Jake nodded silently, but didn’t look at Dan Shephard, the blond man at his side and his partner for this job. Instead, Jake’s eyes were busily sliding over the crowd that had gathered around the hotel entrance where their client stood answering questions. It was supposed to look like a spur of the moment thing, their client stopping to answer a few of the many questions shot at him by the press who always followed him on visits like this. It was supposed to make him seem more accessible and less the dangerous dictator he was. But it wasn’t spur of the moment. Jake, Dan, and the rest of the security team had been told that he was going to stop and answer questions and that they weren’t to rush him into his vehicle and whisk him away as would be the norm. Instead they were to let him “do his thing” and just keep an eye out for trouble. Jake was doing just that, keeping an eye out, looking for any possible threat.
“Damn good thing it’s almost over too,” Dan added grimly. “One more day of watching out for this arrogant, demanding prick and I might be tempted to kill him myself.”
That comment made Jake’s mouth twitch with amusement. Their client was definitely an annoying, arrogant, and demanding bastard. But then, what else could you expect from a foreign dictator? Besides, working as professional protection in Ottawa meant that a lot of the people they were sent to guard were arrogant, demanding, or annoying. At least on the outside. Some were a different case inside and just acting up out of fear or stress, but not all. This client was as arrogant, demanding, and annoying inside as he acted on the outside. But, they were hired to do a job and you couldn’t like every client, he thought philosophically.
“He flies out at eight, right? Then we’re done?” Dan asked.
Jake nodded, but his eyes had narrowed on a man in the crowd. The fellow wore a baseball cap and jean jacket. He was also eyeballing their client.

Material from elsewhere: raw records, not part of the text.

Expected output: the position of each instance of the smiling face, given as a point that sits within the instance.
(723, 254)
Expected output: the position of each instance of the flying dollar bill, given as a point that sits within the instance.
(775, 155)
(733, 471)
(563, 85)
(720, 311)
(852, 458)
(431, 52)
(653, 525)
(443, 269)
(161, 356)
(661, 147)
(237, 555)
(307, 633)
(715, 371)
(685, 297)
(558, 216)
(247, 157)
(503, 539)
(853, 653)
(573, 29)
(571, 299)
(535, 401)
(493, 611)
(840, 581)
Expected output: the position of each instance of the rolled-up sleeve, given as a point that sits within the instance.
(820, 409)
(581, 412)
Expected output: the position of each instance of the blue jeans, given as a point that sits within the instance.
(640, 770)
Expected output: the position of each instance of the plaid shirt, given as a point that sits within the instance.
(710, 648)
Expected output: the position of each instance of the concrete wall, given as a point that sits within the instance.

Of course, most people there were, but there was just something about Ball-Cap Boy that was raising alarms in Jake’s head.
“Four more hours then,” Dan muttered, glancing at his wristwatch. “Four more hours . . . and counting,” he added dryly. “Want to go for a drink afterward? I know I need one after a week with this bast— Where are you going?”

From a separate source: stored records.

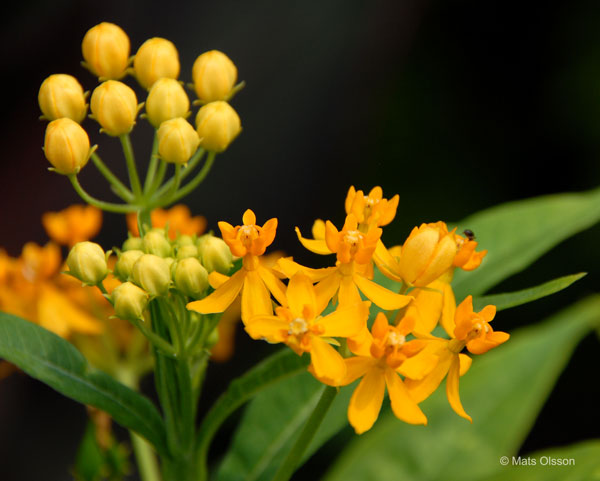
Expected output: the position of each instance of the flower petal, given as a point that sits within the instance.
(402, 404)
(366, 400)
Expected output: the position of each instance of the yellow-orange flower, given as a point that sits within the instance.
(379, 355)
(178, 217)
(301, 327)
(254, 280)
(471, 330)
(76, 223)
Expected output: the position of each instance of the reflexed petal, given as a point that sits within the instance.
(318, 246)
(256, 300)
(452, 389)
(326, 362)
(381, 296)
(346, 322)
(402, 404)
(300, 293)
(222, 298)
(366, 400)
(271, 328)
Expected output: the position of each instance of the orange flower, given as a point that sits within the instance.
(178, 217)
(76, 223)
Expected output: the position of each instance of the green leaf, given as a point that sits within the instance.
(503, 392)
(281, 365)
(273, 421)
(518, 233)
(57, 363)
(578, 462)
(517, 298)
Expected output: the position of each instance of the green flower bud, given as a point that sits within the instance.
(187, 251)
(133, 244)
(124, 266)
(191, 277)
(129, 301)
(156, 242)
(215, 255)
(87, 262)
(152, 274)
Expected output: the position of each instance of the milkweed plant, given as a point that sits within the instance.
(405, 318)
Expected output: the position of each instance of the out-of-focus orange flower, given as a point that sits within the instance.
(178, 217)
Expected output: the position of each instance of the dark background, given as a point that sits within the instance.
(456, 106)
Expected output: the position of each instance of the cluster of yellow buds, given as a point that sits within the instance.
(115, 106)
(399, 351)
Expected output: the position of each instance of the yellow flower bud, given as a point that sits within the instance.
(156, 242)
(214, 76)
(427, 254)
(187, 251)
(66, 146)
(61, 96)
(177, 141)
(129, 301)
(166, 100)
(191, 277)
(105, 49)
(215, 254)
(152, 274)
(114, 105)
(156, 58)
(87, 262)
(217, 125)
(124, 267)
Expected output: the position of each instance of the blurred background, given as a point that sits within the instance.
(457, 106)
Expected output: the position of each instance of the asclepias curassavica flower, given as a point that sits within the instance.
(383, 318)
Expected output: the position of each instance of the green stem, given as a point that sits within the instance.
(149, 182)
(295, 455)
(118, 186)
(195, 182)
(134, 178)
(107, 206)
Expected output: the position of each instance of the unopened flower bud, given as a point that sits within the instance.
(215, 255)
(129, 301)
(156, 242)
(214, 76)
(87, 262)
(187, 251)
(105, 49)
(156, 58)
(114, 105)
(133, 244)
(217, 125)
(61, 96)
(177, 141)
(66, 146)
(124, 267)
(166, 100)
(191, 277)
(152, 274)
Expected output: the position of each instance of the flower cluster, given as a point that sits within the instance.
(400, 351)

Jake heard the question, but didn’t stop to answer. He was hurrying through the crowd toward Ball-Cap Boy, every muscle in his body straining to get there in time as the man pulled a gun from the waistband at the back of his jeans and began to level it at their client.
“That was one hell of a catch,” Dan said, slapping Jake on the back six hours later as they headed out of Protection One’s swanky offices and approached the elevators. Their four hours of work had turned into six thanks to Jake’s stopping and apprehending the assassin in the baseball cap. First there had been the police and all their questions to deal with and then they’d had to fill in their boss, Hank Latham, on what had taken place.

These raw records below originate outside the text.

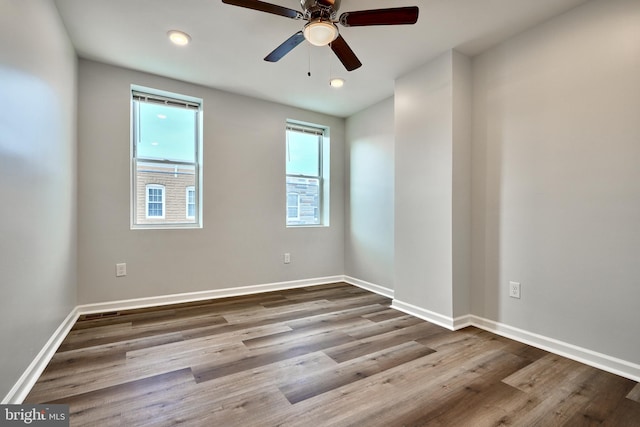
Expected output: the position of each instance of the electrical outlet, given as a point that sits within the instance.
(514, 290)
(121, 270)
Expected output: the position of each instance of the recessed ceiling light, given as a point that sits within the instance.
(179, 37)
(336, 82)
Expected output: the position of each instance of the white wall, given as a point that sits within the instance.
(369, 221)
(432, 186)
(461, 183)
(556, 179)
(244, 235)
(37, 181)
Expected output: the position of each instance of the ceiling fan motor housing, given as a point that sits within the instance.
(325, 10)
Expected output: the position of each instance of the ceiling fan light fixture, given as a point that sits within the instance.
(320, 33)
(336, 82)
(179, 38)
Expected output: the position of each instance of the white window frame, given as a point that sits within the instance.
(147, 201)
(188, 190)
(324, 172)
(140, 93)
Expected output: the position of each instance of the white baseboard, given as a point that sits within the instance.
(21, 389)
(583, 355)
(25, 383)
(135, 303)
(377, 289)
(424, 314)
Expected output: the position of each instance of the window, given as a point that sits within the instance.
(166, 160)
(191, 202)
(155, 201)
(293, 206)
(305, 175)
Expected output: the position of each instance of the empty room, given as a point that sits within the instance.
(320, 212)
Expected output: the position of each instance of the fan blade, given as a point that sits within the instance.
(285, 47)
(344, 53)
(393, 16)
(266, 7)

Now, they were finally leaving work, two hours later than expected.
“I don’t know how you did it,” Dan continued, shaking his head as the elevator doors opened and they stepped on board. “Hell, I didn’t even track the guy as a problem, but I sure as hell couldn’t have moved as fast as you did. You flew through that crowd.”
“Adrenaline,” Jake muttered, glancing at his watch.
“You gotta love adrenaline,” Dan commented, slapping him again as Jake pushed the button for the main floor. As the doors closed, he commented, “So we get a couple of play days before the next assignment. Want to go for a drink to celebrate?”
“Can’t. I’m meeting someone for dinner and I’m already late,” Jake said, leaning back against the elevator wall and crossing his arms. He wasn’t really sorry he had to decline. He liked Dan, he was a good guy, but Jake wasn’t much of a drinker. Alcohol did little for him.
“Someone? Like a lady?” Dan asked with a grin.
“Someone, like sort of family,” Jake said evasively.
“Sort of family?” Dan prodded.
Jake hesitated, and then said, “Yeah. You know, that older lady who isn’t really a relation but your parents make you call aunt.”